Apple and Intel weigh in on SCOTUS Arthrex review
Apple and Intel, along with tech and IP groups, are urging the US Supreme Court to retain an administrative process for challenging patents.
The justices in Arthrex v Smith & Nephew are reviewing a US Court of Appeals for the Federal Circuit ruling in November 2019 which held that Patent Trial and Appeal Board (PTAB) judges were unconstitutionally appointed. According to the controversial decision, judges are “principal officers” under the US constitution and, as such, should be appointed by the US President, subject to confirmation by the Senate.
In its remedy, the Federal Circuit granted the US Patent and Trademark Office director the power to remove the administrative patent judges from office.
After handing down its decision, the Federal Circuit cancelled PTAB decisions in 39 cases, ordering them to be reheard after the constitutional dilemma was addressed.
In October, the Supreme Court granted certiorari in three petitions concerning constitutional challenges to the appointment of administrative patent judges.
If the Federal Circuit’s decision is upheld, the ruling could alter the PTAB’s inter partes review process, a cause of concern for tech companies, which frequently challenge patents at the board that they are accused of infringing.
In its amicus brief, Apple wrote that it has “has long advocated for a balanced, principled patent system, and that “from patent examination to post judgment litigation on attorneys’ fees, Apple has supported sensible rules and policies that promote innovation and competition”.
It pointed out that since the US Congress created the inter partes review (IPR) system as part of its 2011 America Invents Act that “no single party has used the IPR system more than Apple, likely because no party is as frequent a target of litigation as Apple is.”

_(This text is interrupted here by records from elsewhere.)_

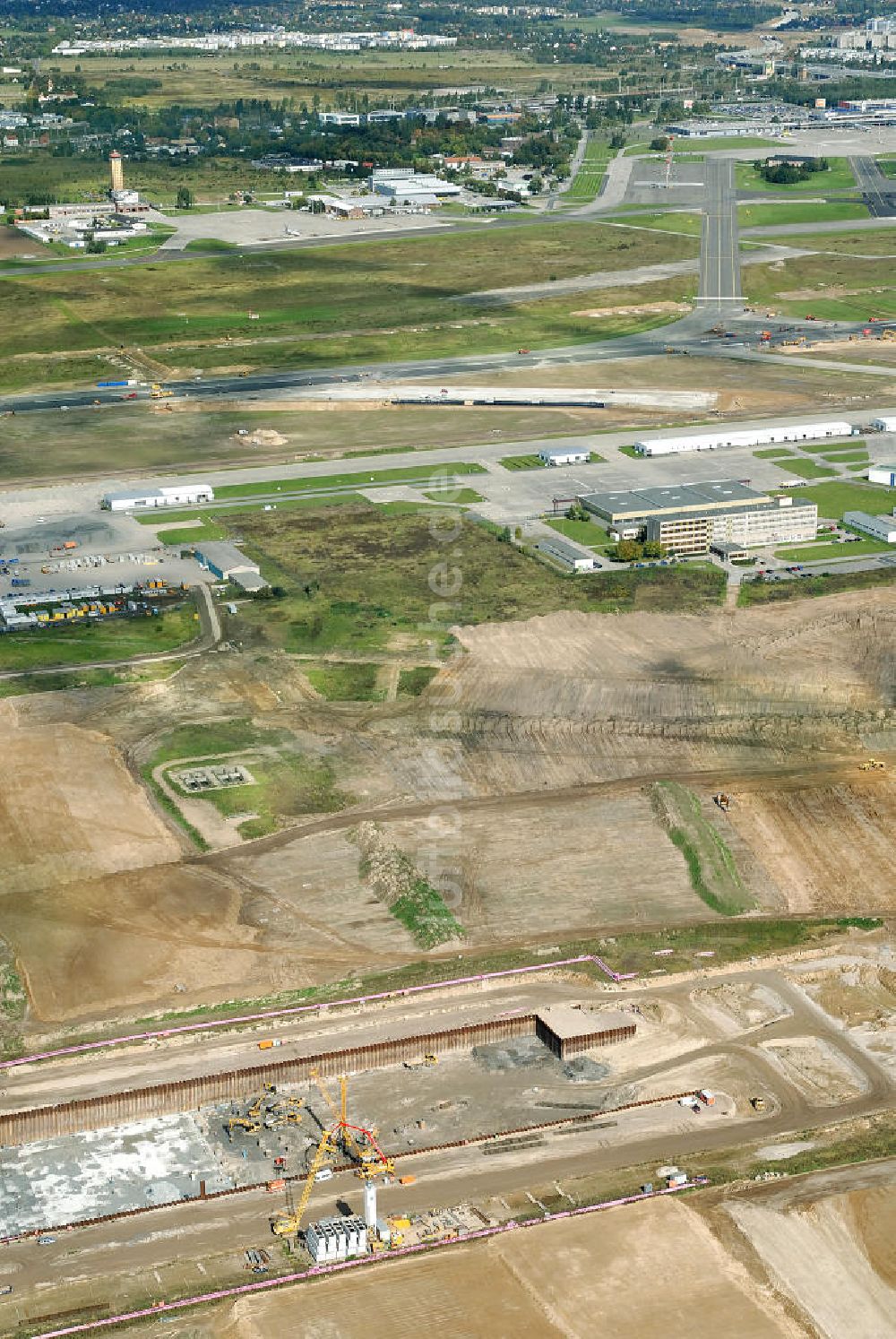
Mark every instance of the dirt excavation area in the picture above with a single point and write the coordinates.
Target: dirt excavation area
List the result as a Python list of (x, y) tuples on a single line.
[(522, 786), (568, 1279), (830, 1249)]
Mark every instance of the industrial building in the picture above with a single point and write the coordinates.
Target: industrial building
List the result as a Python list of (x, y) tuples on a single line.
[(876, 526), (409, 186), (336, 1239), (185, 495), (564, 455), (744, 436), (573, 556), (692, 518), (227, 563), (568, 1030)]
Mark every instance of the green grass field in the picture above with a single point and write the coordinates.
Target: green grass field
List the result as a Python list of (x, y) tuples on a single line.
[(776, 592), (522, 462), (411, 683), (845, 457), (588, 178), (454, 497), (360, 580), (435, 476), (582, 531), (344, 682), (379, 300), (800, 212), (833, 500), (808, 469), (839, 177), (860, 243), (116, 639), (819, 552), (685, 222)]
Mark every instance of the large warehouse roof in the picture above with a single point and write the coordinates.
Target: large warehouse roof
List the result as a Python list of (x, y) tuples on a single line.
[(678, 497)]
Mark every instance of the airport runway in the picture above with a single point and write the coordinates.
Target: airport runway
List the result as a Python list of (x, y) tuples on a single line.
[(877, 192), (719, 251)]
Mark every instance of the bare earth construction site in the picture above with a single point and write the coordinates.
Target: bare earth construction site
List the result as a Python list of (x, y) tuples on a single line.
[(555, 783)]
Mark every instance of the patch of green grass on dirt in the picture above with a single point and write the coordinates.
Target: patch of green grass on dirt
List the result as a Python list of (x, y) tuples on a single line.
[(711, 867), (522, 462), (346, 682), (61, 682), (422, 911), (119, 637), (411, 683), (808, 469), (833, 500), (773, 592), (373, 580)]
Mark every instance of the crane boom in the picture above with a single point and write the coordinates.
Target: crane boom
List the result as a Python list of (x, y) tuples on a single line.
[(289, 1222)]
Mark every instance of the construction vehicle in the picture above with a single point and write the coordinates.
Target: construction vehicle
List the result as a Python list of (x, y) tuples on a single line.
[(289, 1224), (241, 1122), (366, 1153), (426, 1063)]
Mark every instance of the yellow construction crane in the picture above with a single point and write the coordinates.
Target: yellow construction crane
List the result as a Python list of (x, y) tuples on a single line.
[(241, 1122), (289, 1224), (339, 1113)]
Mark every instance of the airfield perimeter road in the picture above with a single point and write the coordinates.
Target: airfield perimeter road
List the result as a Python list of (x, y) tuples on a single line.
[(879, 192), (719, 248)]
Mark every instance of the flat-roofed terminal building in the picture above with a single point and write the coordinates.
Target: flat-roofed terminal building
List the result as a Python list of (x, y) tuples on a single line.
[(689, 518)]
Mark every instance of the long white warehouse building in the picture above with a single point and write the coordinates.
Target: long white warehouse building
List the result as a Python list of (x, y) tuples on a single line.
[(186, 495), (744, 436)]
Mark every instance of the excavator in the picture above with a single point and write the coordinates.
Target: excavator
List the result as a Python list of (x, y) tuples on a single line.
[(289, 1224), (366, 1153)]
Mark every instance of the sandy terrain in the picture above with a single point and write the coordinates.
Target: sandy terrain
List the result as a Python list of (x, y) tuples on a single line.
[(833, 1257), (817, 1068), (68, 808), (562, 725), (568, 1279)]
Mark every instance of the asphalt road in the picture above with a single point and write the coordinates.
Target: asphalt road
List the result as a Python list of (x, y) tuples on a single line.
[(879, 192), (719, 251)]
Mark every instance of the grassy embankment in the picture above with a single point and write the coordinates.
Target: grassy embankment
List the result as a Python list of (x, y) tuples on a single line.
[(588, 179), (728, 940), (801, 212), (710, 864), (116, 639), (774, 592), (287, 782), (400, 298), (837, 287), (839, 177)]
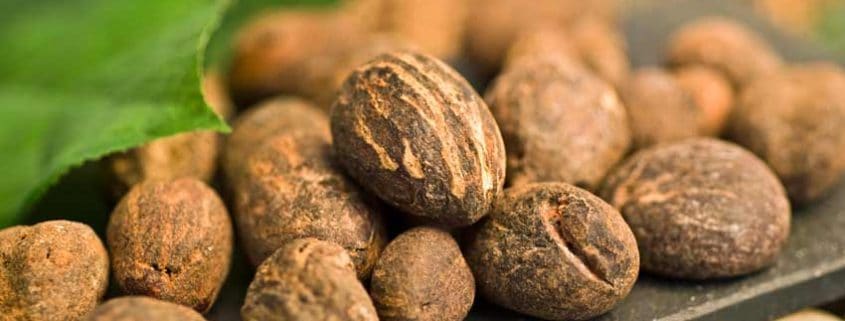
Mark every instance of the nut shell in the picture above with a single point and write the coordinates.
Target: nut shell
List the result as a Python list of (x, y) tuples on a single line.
[(56, 270), (411, 130), (701, 209), (554, 251)]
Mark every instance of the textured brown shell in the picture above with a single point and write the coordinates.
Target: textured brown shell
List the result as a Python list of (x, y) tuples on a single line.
[(795, 121), (712, 94), (554, 251), (701, 209), (291, 188), (411, 130), (307, 280), (659, 109), (56, 270), (559, 122), (725, 45), (140, 308), (422, 276), (171, 240)]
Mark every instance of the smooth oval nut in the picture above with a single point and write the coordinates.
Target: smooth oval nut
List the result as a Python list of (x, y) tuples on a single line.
[(411, 130)]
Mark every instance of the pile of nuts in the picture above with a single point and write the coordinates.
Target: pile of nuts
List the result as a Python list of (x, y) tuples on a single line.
[(368, 180)]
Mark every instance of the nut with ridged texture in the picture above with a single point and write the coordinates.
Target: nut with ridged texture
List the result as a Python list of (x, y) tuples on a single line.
[(422, 276), (171, 240), (795, 121), (55, 270), (141, 308), (559, 122), (307, 280), (554, 251), (411, 130), (701, 209)]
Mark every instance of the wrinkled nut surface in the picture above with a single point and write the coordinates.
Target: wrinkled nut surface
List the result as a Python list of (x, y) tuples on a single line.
[(140, 308), (794, 120), (291, 188), (554, 251), (411, 130), (559, 123), (659, 109), (422, 276), (725, 45), (712, 94), (307, 280), (171, 240), (56, 270), (701, 209), (249, 131)]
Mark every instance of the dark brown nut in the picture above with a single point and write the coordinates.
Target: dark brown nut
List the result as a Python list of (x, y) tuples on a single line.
[(712, 94), (794, 121), (171, 240), (701, 209), (56, 270), (422, 276), (270, 50), (725, 45), (411, 130), (554, 251), (291, 188), (139, 308), (659, 109), (559, 122), (307, 280)]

It added that if the Supreme Court “decides that the IPR system is indeed in need of correction to comply with constitutional requirements, Apple respectfully urges the court to adopt available remedies that avoid significant disruption to the system’s functioning”.
Intel also vouched for the value of the existing process in its amicus brief. “Intel’s experience with inter partes review confirms that it is an invaluable means of combating weak and overbroad patents, particularly those asserted by non-practicing entities,” the company said.
It added that “in light of the increasing offensive assertion of invalid patents by third parties who are strangers to their issuance, especially in areas of emerging technology, Intel believes that [the] inter partes review performs a critical function within the patent system”.
Intel stated that it had been increasingly exposed to a spate of suits over the the last 15 years “brought by sophisticated non-practicing entities seeking return on litigation as a portfolio investment strategy,” and that, consequently, it “had a particular interest in ensuring that the remedy implemented by this court preserves the inter partes review system with minimal disruption”.
Intel asked the justices to reverse the Federal Circuit’s ruling that PTAB judges were unconstitutionally appointed, or alternatively that it “should take care to adopt a remedy that broadly preserves the post-issuance review system as Congress intended it to operate,” the brief said.
A number of tech and pharmaceutical groups and others also filed amicus briefs urging the US Supreme Court to reverse the decision including the High Tech Inventors Alliance, the Computer & Communications Industry Association and the US Manufacturers Association for Development and Enterprise. The American Intellectual Property Law Association, Unified Patents, and the Association for Accessible Medicines also filed briefs, also putting forward arguments for the retention of the existing process.